Zipline Raises $600M, Valuation Jumps to $7.6B Amid U.S. Expansion
January 20, 2026 felt less like a funding announcement and more like a weather report. Clear skies for autonomous logistics, with Zipline International Inc. sitting dead center of the radar. South...
January 20, 2026 felt less like a funding announcement and more like a weather report. Clear skies for autonomous logistics, with Zipline International Inc. sitting dead center of the radar. South San Francisco based, founded in March 2014 by Keller Rinaudo Cliffton, Keenan Wyrobek, Ryan Oksenhorn, and Will Hetzler, Zipline just raised $600M at a $7.6B valuation. Capital led by Valor Equity Partners, with Tiger Global and Fidelity Management stepping in alongside returning heavyweight Baillie Gifford. Money talks, but altitude matters, and Zipline has been flying higher, longer, and quieter than anyone else in the air.
This company did not start with burritos and convenience. It started with blood. The pivot from Romotive to Zipline came after Keller Rinaudo Cliffton saw a literal list of people who died because supply chains moved slower than biology. That moment still hums through everything Zipline builds. Two million commercial deliveries later, across four continents, serving more than 5,000 hospitals and clinics, that origin story has compound interest. Over 125M autonomous miles flown. 20M+ items delivered. Zero serious injuries. In logistics, safety is not a slogan. It is a ledger.
The valuation jump matters because it is earned. Up 52% from June 2024 and roughly 80% since April 2023, this round lands Zipline at a 4.15x multiple on total capital deployed. That is discipline. Antonio Gracias of Valor Equity Partners put it plainly when he said autonomous aircraft deliveries will become standard. Standard is the word incumbents fear. Standards get enforced by gravity, regulators, and math, and Zipline has checked all three boxes with FAA Part 135 certification and nationwide BVLOS approval already in hand.
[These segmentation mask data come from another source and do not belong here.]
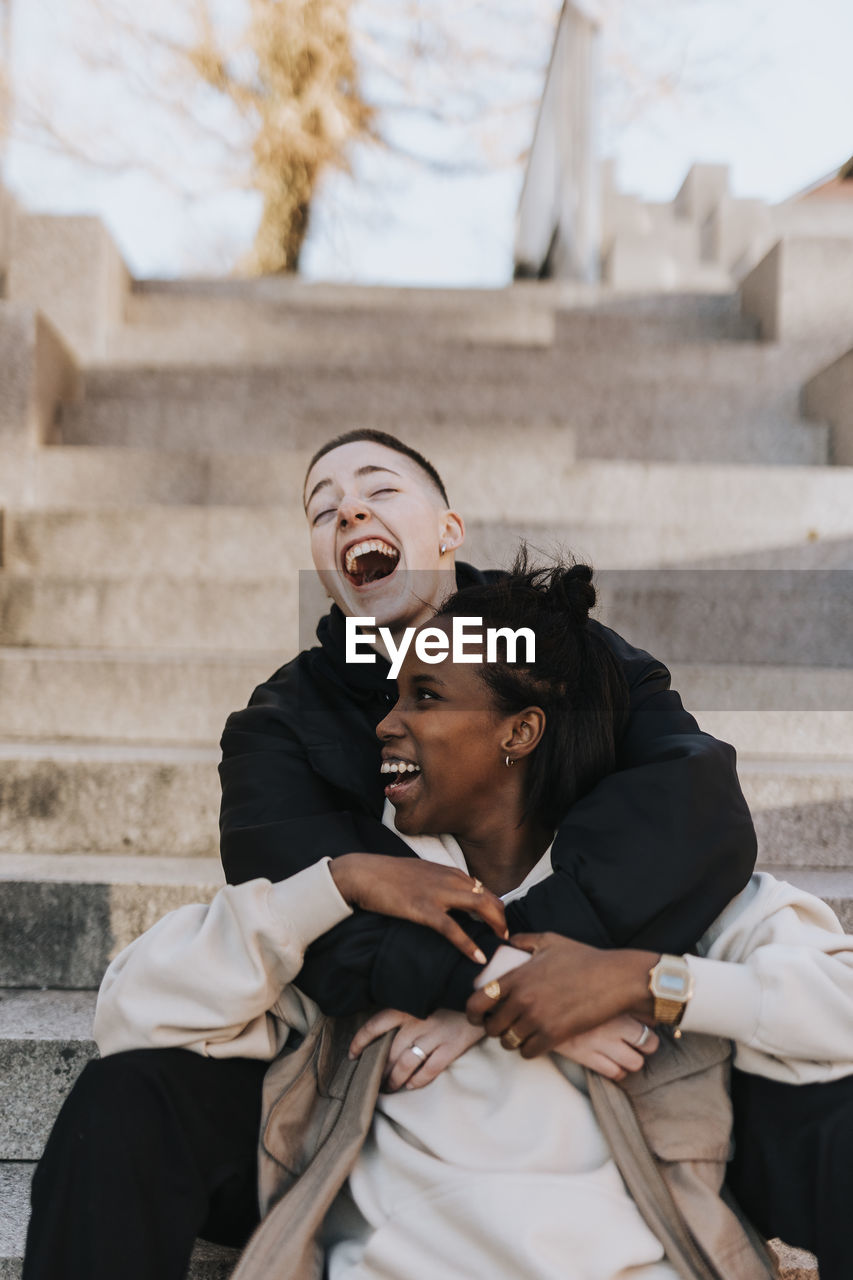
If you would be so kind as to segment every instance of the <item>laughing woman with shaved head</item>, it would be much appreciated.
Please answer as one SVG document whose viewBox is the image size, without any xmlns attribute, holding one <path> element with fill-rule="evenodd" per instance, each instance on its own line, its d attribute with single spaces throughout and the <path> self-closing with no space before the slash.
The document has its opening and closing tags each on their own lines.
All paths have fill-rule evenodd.
<svg viewBox="0 0 853 1280">
<path fill-rule="evenodd" d="M 303 498 L 314 563 L 335 603 L 321 620 L 317 646 L 275 672 L 226 724 L 221 850 L 235 886 L 258 877 L 287 883 L 327 857 L 405 857 L 399 836 L 382 823 L 387 778 L 375 733 L 395 703 L 396 682 L 378 642 L 372 663 L 347 661 L 346 618 L 372 617 L 399 645 L 455 587 L 499 576 L 458 559 L 464 522 L 440 477 L 421 454 L 383 433 L 356 431 L 328 442 L 311 462 Z M 734 752 L 700 732 L 661 662 L 598 623 L 588 625 L 628 691 L 616 768 L 559 815 L 546 874 L 507 905 L 507 924 L 600 947 L 682 952 L 752 871 L 755 835 Z M 301 990 L 324 1013 L 341 1016 L 377 1007 L 420 1017 L 463 1010 L 480 957 L 489 960 L 497 949 L 494 929 L 472 924 L 460 950 L 447 936 L 450 916 L 439 911 L 442 929 L 430 927 L 436 910 L 428 895 L 417 897 L 421 913 L 412 918 L 397 909 L 390 862 L 371 866 L 372 896 L 362 895 L 351 915 L 308 939 Z M 103 1083 L 96 1066 L 72 1093 L 63 1124 L 89 1136 L 75 1138 L 71 1176 L 54 1162 L 61 1144 L 50 1147 L 33 1219 L 33 1230 L 42 1230 L 52 1206 L 58 1225 L 43 1232 L 58 1233 L 69 1280 L 163 1280 L 175 1274 L 172 1259 L 196 1232 L 240 1243 L 256 1220 L 263 1072 L 251 1056 L 199 1057 L 191 1068 L 188 1056 L 155 1050 L 144 1072 L 120 1084 L 116 1069 L 101 1064 Z M 111 1118 L 113 1108 L 121 1123 Z M 223 1114 L 227 1125 L 211 1125 L 211 1115 Z M 133 1215 L 127 1206 L 139 1199 L 142 1152 L 146 1167 L 169 1170 L 170 1178 L 149 1177 Z M 121 1223 L 116 1232 L 103 1217 L 96 1225 L 86 1208 L 109 1197 L 117 1208 L 106 1218 Z M 29 1266 L 27 1280 L 49 1274 Z"/>
</svg>

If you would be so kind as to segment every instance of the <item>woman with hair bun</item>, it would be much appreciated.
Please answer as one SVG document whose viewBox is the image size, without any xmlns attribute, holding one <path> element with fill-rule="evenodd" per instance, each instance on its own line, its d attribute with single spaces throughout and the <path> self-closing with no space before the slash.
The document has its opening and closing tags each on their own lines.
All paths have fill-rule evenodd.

The tech is not theater. Platform 1 still moves life critical supplies with parachute precision across Rwanda, Ghana, Nigeria, Kenya, and Côte d’Ivoire, delivering 70% of Rwanda’s blood supply outside Kigali in under 30 minutes. Platform 2 is a different animal, built for neighborhoods, not runways. Eight pound payloads. Dinner plate accuracy. Ten minute delivery windows. Sites that once took ten weeks to reach 100 daily deliveries now do it in two days. That is not innovation. That is muscle memory.
Leadership depth keeps the machine honest. Keller Rinaudo Cliffton setting the vision. Keenan Wyrobek architecting autonomy at the metal level. Deepak Ahuja bringing Tesla grade financial rigor. Caitlin Burton scaling Africa with government trust. Irene Scher turning U.S. partnerships like Walmart, Chipotle, and Panera into repeatable motion. This is not a drone company chasing novelty. It is infrastructure learning how to speak consumer.
Zipline now runs more deliveries in the United States than everywhere else combined, while still saving an estimated 10,000 lives a year in Africa. Houston and Phoenix are next. Manufacturing capacity is scaling toward 15,000 drones a year. The line between emergency logistics and everyday commerce is thinning, and Zipline is drawing it in the sky, flight by flight, quietly asking who else is ready to operate at this altitude.